China’s iron ore imports to shift away from Australia
Australia and Brazil are currently the major suppliers of iron ore to China, accounting for 65% and 20% respectively in China’s iron ore imports. In Brazil, Vale supplies more than 80% of the country’s iron ore and it already has long-term shipping arrangements with the Chinese Shipping company, COSCO. Therefore, an increase in iron ore imports from Guinea is unlikely to cause any decline in iron ore trade on the Brazil-China route. Meanwhile, China’s political relations with Australia have been under strain for a few years. In 1Q19, port authorities in China delayed the discharge of Australian coal amid deteriorating relations with Australia over the ban of Huawei Technologies. In such a scenario, it seems more probable that a rise in Guinea’s iron ore supply will prompt Chinese importers to source iron ore from Guinea instead of Australia. This, in turn, would lead to additional demand for dry bulk shipping.

Shift in trade pattern to benefit Capesizes
Guinea is 7,700 nautical miles farther to China than Australia, and thus, will employ dry bulk vessels for longer durations. To complete a round trip between Guinea and China, a vessel will require an additional 50 days compared with a round trip on the Australia-China route, which is already a Capesize route. Moreover, Capesize vessels are also gaining popularity on the Guinea-China route. Therefore, a shift in trade pattern will benefit Capesizes by increasing average haulage length.

To analyse the impact of iron ore mine development in Guinea on dry bulk vessels, we have made two assumptions. First, all of Guinea’s iron ore supply will be shipped to China. Second, Guinea’s combined annual iron ore production from block 1-4 will be 120 million tonnes (phase 1) in 2026 and will increase to 220 million tonnes (phase 2) by 2030.

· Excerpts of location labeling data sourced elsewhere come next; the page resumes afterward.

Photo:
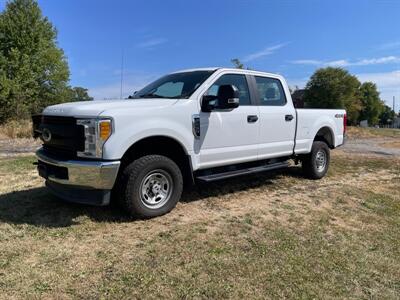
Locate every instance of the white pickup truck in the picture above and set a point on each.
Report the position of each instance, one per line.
(189, 126)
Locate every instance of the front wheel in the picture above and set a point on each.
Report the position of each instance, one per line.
(316, 164)
(151, 186)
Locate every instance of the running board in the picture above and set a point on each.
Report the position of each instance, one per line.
(245, 171)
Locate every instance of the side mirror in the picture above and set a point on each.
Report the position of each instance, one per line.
(227, 98)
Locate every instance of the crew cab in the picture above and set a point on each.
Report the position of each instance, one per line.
(197, 125)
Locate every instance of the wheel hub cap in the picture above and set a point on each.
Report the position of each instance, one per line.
(156, 189)
(320, 160)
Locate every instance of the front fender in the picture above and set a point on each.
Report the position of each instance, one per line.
(125, 136)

The impact has been analysed based on two cases. In case A, it is assumed that China will absorb all the iron ore supply by Guinea and China’s iron ore imports from Australia will not decline with the rise in imports from Guinea. Meanwhile, in case B, the assumption is that increased imports from Guinea will lead to an equivalent decline in China’s iron ore imports from Australia.

In Case A, iron ore trade of 120 million tonnes from Guinea-China in 2026 will require about 165 Capesizes with another 140 Capesizes required by 2030 if exports rise to 220 million tonnes. In Case B, where iron ore trade from Australia-China registers a decline with the growth in exports from Guinea, net demand for Capesizes would still expand by 103 vessels in 2026 and further by 92 vessels by 2030.